If you have enjoyed this post, and/or found it to be useful, I’d be grateful if you would help it spread by emailing it to a friend, or sharing it via social media. Thank you!




  1. Janet Gibson

    This is by far the easiest to remember, because the graphic colorful and has a visceral impact. I’ve looked all over, and so many just write it out, blah, blah, blah, more information till my head explodes. I can carry this with me, and in a day won’t need to anymore. I’ve also printed it for the Produce Manager of our local family-owned store. Thanks, Jen!

    1. Hi Janet,
      THANK YOU for your wonderful feedback. I am so happy that my graphic, “What do the PLU codes on fruits and veggies mean?”,has proven to be useful for you! This is why I write these articles… so when I hear that others find my articles/content helpful, it is rewarding! I also love that you passed it. Thank you very much! What is the name and location of the store you shared this with? I’d love to know where the good vibes are spreading. Thanks! – Jen ||| PS: I am always looking for topics to write about… please let me know if there is anything else that you’d love to see in an article or graphic and I will do what I can to make it a reality! Cheers!

  2. Iiz

    What if a PLU starts with 7, can someone tell me what it’s all about?

  3. Maria Castellano

    My Frd just sent me this.. I’m very happy see did.. I am against GMO’s.. I just ate a necterine and looked at the code and it was 3035… At least it not GMO..
    I’m going to post this on FB it will help my frds much.. They are against GMO’S too..
    They are trying to kill us with the GMO’s
    Thanks again..

    1. Hi Maria – you’re welcome! Thanks for reading my article and sharing this knowledge with others; I appreciate it! Knowledge is power! 🙂

  4. If there are only four numbers in the PLU, this means that the produce was grown conventionally or “traditionally” with the use of pesticides.

  5. Steven

    what does it mean if the fruit has four digits but starts with the number 5 or 6? thanks

    1. Hi Steven. I just looked this up for you. With regards to fruit that starts with the number ‘6’, this is what’s stated on the International Federation for Produce website:

      “Why would a PLU code start with the number ‘6’ or something other than a ‘9’?

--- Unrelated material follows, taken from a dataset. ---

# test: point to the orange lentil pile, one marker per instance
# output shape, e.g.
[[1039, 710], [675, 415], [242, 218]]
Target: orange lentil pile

      The only prefix recognized by the global system is ‘9’ which represents organically grown produce. PLU codes starting with the prefix ‘6’ are not part of the internationally standardized list of PLU codes for use with fresh produce, so PMA is unable to provide much clarity on where the number originated and what it represents. Perhaps it is part of a proprietary coding system outside the scope of the international list. PMA suggests you contact the produce manager at your local store as he/she may have access to that information.”